Central banks in several major economies including the United States, Canada and Britain have already started raising interest rates to contain prices, but the European Central Bank on Thursday kept its stimulus plans and rates unchanged.

That sent the euro plunging to a near two-year low, but eurozone stocks were boosted while Wall Street retreated ahead of the Easter holidays.

The mood was subdued in Asia too, where only a handful of markets were open on Good Friday.

The Nikkei 225 closed 0.3 percent lower with Wall Street’s woes depressing sentiment.

Shanghai was down 0.7 percent in afternoon trade.

Russia’s invasion of Ukraine has added to the uncertainty about the global economic recovery from the Covid-19 pandemic.

This was reflected in statements from major banking executives in the United States, who described the American economy as solid but warned about the impact of the Ukraine conflict and the measures central banks such as the US Federal Reserve will take to control inflation.

“We don’t think there’s going to be a recession,” Julian Emanuel, chief equity strategist at Evercore ISI, told Bloomberg television.

“We don’t think the Fed is going to break the glass.
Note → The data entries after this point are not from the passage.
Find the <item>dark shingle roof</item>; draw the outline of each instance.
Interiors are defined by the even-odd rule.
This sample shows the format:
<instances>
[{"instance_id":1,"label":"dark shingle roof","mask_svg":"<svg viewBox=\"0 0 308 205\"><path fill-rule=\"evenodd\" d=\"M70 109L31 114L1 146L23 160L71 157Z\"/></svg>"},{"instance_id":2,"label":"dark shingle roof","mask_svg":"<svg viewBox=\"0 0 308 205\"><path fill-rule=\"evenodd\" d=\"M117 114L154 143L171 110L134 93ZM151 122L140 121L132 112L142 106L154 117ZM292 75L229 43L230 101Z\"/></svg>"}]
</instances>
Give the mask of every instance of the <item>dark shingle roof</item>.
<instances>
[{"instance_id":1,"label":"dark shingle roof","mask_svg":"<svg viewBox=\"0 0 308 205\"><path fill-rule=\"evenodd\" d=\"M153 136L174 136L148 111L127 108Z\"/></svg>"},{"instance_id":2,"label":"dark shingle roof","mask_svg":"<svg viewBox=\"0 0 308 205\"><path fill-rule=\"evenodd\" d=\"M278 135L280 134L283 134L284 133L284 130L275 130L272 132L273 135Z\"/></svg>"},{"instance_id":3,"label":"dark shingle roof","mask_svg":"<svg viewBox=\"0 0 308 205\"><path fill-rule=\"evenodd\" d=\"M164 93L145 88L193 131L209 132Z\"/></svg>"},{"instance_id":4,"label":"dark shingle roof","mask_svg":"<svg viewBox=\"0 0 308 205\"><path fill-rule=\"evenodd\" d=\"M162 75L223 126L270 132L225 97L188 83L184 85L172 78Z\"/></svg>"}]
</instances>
But the problem is investors aren’t in that mindset quite yet.”

Russia is a major global oil and gas supplier, and — along with Ukraine — is also a key player in the grain sector.

The conflict has shaken markets for these commodities, and the impact has been felt from the Middle East to South America.

In Yemen, there are fears of food shortages with the war-ravaged nation already on the edge of famine.

In Argentina, a strike by grain transporters has paralysed farming exports — haulers are unhappy with the rates they are paid, pointing to the spike in fuel prices because of the Ukraine crisis.

The war has sent oil prices soaring, with reports swirling about further energy sanctions on Russia.

Both main contracts have hovered above the $100 per barrel mark in recent days.

“There are no surprises here as oil continues to march higher, with global supply shortage outweighing concerns about slower demand in China,” Stephen Innes of SPI Asset Management said in a note.